Selling Smartphones Doesn't Just Mean Having Smartphones For Sale
By Mike Masnick, Tue Feb 08 03:00:00 GMT 2005

Cingular finally started offering the Treo 650 smartphone last week after a few delays. However, it looks like the company was barely prepared to actually sell the device. Operators have to stop pretending that these things sell themselves.

While it's wonderful to see that some operators are finally learning that they really need to sell mobile data services, rather than simply hoping people will figure them out, it's clear that not all operators are so enlightened. While most of the controversy over the (delayed) launch of the GSM/EDGE Treo 650 from PalmOne and Cingular came over PalmOne's bungling of the unlocked version's pricing (which some suggested came about after Cingular got worried that the unlocked version was too cheap), the real story might be that Cingular appears to have been completely unprepared for the launch of the device.

Having the device to sell and actually selling the device are two totally separate things. There's clearly been some pent up demand for a GSM/EDGE version of the device, so it's likely that initial sales will be just fine. However, stories are coming out from those who have bought the device and signed up for service that suggest that the front-line people at Cingular, including sales staff, customer service and the web marketing team were completely caught off-guard by the launch. First off, a single user was given very different information from almost everyone he spoke to concerning the plans that were available to him. This resulted in him having to make multiple trips to a Cingular store and multiple phone calls to Cingular staff -- and each time the information seemed to change, sometimes contradicting what he was told before, and sometimes leading him to make changes that took away benefits he'd been promised by others.
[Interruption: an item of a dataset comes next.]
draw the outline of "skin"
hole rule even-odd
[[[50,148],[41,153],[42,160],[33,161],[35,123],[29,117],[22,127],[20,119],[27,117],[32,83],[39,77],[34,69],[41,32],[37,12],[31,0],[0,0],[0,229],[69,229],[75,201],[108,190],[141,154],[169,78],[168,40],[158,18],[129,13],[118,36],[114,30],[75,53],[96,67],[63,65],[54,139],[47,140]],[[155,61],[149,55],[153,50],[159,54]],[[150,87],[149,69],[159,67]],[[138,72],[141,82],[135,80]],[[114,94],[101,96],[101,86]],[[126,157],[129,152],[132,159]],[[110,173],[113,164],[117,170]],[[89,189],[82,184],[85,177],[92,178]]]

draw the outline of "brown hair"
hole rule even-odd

Even worse, when that same user later went to Cingular's website to find out the real information concerning the various mobile data plans he was being told about, it turns out that even Cingular's website had different and totally contradictory information showing two different charts describing the two major service offerings, but describing them in completely different ways with different limits and pricing.

For customers who are already confused by the wide array of choices and prices out there, how are they supposed to feel when the operator selling them the service can't keep it straight on its own website?